In praise of sons who wear skirts, and the fathers who love them

A recent story popularized by Gawker tells the story of a German father who was spotted wearing a skirt.

This doesn’t sound all that interesting, until you learn that the aforementioned father was wearing a skirt so that his son, who likes to wear dresses, can feel good about his wardrobe choices.

Via Gawker: “I didn’t want to talk my son into not wearing dresses and skirts,” Pickert tells the German feminist magazine EMMA. “He didn’t make friends in doing that in Berlin already and after a lot of contemplation I had only one option left: To broaden my shoulders for my little buddy and dress in a skirt myself. Now[…]he’s simply smiling, when other boys ( and it’s nearly always boys) want

to make fun of him and says: “You only don’t dare to wear skirts and
dresses because your dads don’t dare to either.” That’s how broad his
own shoulders have become by now. And all thanks to daddy in a skirt.

This reminds me of something I saw recently. I was at my niece’s fourth birthday party. There were five kids there, all girls, save for one boy. The boy was about three and was having fun playing with the toys, having cake and ice cream. He also liked to push my niece’s toy vacuum cleaner around the house. When it was time for presents, my niece received a gift of a collection of “princess” dresses. She tore open the box, begging to be allowed to put on the dresses “right now!”

My sister acquiesced, but only on the condition that she let the other girls at the party wear the dresses, too. Well, the little boy felt a little left out of the festivities and asked to put on a dress, too. Without skipping a beat, the boy’s father helped the boy put on the princess gown. He put on the accompanying tiara, smiled, picked up the vacuum and posed for a picture with the rest of the princesses.

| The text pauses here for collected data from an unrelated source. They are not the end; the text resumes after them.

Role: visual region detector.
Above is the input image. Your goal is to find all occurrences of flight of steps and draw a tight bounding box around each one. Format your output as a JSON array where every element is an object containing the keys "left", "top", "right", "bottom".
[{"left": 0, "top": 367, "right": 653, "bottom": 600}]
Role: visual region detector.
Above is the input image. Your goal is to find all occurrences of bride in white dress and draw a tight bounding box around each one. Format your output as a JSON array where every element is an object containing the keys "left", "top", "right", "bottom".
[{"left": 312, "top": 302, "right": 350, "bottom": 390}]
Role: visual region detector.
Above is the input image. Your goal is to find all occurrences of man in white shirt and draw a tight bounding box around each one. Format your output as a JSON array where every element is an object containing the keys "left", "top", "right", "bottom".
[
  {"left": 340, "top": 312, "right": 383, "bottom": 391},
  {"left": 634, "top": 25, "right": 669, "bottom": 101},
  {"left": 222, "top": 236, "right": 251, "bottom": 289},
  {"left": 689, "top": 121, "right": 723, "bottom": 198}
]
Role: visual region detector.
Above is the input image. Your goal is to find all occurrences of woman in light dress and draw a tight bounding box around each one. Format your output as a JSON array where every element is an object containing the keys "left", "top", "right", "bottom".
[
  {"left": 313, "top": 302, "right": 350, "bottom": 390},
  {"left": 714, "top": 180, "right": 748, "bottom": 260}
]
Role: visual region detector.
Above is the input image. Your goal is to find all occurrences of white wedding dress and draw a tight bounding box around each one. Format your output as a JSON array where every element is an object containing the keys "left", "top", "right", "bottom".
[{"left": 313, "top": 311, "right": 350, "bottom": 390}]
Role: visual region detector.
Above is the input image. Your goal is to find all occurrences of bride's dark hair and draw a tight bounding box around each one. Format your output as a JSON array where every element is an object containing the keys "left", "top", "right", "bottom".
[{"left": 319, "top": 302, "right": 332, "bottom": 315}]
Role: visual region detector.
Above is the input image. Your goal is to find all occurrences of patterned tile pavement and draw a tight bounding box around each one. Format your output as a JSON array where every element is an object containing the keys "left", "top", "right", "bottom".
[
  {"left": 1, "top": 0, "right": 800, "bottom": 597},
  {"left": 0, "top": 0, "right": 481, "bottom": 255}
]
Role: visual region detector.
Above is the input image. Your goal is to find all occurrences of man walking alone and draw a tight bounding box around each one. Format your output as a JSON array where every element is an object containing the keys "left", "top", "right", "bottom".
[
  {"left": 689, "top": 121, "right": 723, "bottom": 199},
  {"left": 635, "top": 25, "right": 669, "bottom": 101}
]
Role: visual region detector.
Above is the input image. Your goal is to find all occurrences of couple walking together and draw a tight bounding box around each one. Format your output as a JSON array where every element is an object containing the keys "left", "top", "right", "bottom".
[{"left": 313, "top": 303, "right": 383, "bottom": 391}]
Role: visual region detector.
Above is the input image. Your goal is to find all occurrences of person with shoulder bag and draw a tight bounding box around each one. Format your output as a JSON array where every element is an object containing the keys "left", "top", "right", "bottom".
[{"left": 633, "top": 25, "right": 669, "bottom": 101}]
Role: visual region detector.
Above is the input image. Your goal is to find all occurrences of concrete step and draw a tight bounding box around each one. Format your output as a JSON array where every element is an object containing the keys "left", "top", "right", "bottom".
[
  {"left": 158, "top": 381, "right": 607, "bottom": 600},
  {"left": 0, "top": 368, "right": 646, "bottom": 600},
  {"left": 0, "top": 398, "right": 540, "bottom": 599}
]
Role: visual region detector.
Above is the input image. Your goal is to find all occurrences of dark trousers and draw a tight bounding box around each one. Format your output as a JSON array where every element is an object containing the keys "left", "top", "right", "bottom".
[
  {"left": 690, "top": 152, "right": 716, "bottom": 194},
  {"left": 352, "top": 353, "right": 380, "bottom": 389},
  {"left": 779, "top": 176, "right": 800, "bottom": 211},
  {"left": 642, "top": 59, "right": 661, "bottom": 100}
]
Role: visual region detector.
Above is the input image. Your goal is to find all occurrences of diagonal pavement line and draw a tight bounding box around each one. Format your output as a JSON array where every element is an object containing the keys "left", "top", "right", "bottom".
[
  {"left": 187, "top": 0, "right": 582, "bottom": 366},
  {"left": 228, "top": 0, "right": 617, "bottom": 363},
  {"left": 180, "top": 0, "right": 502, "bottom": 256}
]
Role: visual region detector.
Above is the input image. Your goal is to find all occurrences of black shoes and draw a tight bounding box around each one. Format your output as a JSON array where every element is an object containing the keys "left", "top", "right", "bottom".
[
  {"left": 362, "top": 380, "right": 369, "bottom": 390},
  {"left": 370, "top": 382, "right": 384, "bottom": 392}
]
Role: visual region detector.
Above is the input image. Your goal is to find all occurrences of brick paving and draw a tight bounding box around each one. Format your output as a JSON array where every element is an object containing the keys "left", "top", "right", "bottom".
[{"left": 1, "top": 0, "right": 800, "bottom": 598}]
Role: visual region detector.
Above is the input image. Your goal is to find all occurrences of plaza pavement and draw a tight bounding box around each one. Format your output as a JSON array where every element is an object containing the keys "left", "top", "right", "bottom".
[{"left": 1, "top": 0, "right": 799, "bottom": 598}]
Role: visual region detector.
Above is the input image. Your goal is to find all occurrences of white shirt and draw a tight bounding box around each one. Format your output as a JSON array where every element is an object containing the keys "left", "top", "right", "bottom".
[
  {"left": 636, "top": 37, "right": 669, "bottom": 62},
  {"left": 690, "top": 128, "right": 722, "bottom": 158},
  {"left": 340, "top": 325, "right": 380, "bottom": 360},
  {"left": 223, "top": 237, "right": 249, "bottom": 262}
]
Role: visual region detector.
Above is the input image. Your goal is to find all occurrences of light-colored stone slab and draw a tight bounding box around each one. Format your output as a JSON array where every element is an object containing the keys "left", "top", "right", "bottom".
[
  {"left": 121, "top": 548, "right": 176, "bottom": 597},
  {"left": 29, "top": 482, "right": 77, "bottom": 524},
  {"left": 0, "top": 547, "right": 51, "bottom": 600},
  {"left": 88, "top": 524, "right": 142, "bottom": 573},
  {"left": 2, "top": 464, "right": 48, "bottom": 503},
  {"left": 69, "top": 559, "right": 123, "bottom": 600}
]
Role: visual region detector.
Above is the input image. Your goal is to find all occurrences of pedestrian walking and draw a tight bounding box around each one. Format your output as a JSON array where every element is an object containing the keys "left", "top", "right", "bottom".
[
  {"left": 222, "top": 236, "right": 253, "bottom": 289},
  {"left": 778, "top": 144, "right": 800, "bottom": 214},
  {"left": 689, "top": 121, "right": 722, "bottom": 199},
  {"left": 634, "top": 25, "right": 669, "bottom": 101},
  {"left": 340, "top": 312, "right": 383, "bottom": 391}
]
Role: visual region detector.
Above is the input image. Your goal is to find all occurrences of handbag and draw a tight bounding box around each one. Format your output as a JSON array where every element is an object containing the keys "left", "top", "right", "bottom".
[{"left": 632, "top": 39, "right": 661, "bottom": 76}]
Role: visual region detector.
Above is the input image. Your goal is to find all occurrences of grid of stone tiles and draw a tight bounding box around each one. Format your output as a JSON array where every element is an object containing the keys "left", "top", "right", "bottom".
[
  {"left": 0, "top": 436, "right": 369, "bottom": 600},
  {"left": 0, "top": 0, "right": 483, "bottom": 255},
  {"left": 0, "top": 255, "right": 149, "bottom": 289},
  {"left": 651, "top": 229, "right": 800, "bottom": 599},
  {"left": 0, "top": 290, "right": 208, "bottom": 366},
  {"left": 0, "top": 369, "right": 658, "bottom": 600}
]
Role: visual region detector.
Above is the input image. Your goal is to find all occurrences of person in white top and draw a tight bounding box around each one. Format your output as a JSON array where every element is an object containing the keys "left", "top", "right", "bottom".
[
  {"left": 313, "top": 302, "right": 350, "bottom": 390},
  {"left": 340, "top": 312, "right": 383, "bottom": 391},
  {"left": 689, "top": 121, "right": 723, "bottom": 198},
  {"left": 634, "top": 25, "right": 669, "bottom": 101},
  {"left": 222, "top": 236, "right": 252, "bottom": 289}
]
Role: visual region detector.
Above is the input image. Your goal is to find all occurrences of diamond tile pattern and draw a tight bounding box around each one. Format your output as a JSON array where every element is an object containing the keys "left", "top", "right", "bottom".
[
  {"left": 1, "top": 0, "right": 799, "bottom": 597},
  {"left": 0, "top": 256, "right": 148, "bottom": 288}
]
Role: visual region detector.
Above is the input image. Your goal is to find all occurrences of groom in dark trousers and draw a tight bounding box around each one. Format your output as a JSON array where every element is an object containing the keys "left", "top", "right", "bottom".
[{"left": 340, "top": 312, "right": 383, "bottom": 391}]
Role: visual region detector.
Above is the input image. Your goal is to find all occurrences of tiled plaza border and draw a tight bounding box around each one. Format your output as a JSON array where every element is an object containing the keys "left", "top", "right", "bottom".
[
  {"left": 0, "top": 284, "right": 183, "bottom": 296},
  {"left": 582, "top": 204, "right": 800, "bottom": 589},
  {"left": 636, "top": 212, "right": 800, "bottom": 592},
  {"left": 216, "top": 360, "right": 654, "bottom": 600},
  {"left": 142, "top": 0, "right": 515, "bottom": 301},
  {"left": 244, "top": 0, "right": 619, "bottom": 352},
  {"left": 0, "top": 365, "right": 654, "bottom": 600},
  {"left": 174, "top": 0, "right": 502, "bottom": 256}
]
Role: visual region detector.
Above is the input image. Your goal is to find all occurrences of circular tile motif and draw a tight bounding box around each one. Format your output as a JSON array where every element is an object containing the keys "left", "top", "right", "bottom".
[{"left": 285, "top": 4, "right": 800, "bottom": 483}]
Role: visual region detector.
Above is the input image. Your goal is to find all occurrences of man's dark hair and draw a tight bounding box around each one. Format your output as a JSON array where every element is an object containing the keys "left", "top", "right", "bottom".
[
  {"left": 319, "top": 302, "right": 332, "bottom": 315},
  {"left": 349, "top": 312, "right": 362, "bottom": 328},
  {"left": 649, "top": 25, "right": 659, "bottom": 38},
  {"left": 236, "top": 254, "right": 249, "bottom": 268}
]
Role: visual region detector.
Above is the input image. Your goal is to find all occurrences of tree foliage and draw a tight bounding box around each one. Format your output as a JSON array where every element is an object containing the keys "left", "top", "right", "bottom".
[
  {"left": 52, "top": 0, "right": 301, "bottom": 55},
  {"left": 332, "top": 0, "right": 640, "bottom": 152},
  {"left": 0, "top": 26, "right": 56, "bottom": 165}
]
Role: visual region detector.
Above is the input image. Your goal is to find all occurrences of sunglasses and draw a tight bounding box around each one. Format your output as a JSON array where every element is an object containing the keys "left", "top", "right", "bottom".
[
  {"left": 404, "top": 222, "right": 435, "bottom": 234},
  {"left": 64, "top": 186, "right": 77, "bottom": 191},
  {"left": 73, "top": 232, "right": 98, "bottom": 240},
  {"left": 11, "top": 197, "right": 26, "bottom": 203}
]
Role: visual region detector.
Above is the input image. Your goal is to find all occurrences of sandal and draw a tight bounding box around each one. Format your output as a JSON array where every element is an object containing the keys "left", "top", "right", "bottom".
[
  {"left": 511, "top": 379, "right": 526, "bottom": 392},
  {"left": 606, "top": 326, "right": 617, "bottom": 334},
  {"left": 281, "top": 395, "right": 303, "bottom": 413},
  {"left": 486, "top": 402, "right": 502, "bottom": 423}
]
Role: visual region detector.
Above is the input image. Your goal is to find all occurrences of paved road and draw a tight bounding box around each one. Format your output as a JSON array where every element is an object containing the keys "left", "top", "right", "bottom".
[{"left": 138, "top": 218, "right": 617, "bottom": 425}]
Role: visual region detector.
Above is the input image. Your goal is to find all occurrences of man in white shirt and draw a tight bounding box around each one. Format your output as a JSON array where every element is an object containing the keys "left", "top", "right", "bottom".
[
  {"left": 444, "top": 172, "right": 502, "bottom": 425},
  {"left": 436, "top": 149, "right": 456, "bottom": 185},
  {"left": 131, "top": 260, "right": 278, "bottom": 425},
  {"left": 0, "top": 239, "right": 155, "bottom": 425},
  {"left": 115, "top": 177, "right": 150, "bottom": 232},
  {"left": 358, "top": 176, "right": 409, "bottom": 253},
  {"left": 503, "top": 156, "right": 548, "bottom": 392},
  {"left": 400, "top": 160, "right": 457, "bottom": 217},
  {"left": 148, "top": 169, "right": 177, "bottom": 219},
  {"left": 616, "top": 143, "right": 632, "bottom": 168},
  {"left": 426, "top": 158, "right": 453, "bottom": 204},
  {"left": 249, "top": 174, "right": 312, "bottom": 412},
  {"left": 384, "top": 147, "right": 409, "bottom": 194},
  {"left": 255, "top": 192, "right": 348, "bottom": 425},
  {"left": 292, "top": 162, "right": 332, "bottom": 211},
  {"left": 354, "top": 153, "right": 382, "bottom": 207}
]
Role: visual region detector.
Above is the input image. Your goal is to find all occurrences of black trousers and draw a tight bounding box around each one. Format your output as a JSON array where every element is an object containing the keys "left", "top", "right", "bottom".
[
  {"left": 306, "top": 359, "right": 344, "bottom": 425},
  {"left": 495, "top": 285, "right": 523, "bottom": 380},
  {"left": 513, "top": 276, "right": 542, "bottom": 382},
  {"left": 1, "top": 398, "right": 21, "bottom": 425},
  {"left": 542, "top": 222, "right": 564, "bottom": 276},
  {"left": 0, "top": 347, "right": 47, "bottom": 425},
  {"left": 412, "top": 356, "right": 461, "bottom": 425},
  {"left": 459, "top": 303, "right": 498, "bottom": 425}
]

I sent my sister a message to relay to the boy’s parents.

I can’t tell you how much it meant to me to see *’s dad help him put on a dress. I know it seems like a trivial thing — as it should be, I think — but the fact that *’s parents thought it was great, creative, productive, inclusive and normal to let * express himself in whatever way he saw fit — whether they fit binary gender norms or not — was amazing to me.

There are great parents out there. And they should be praised.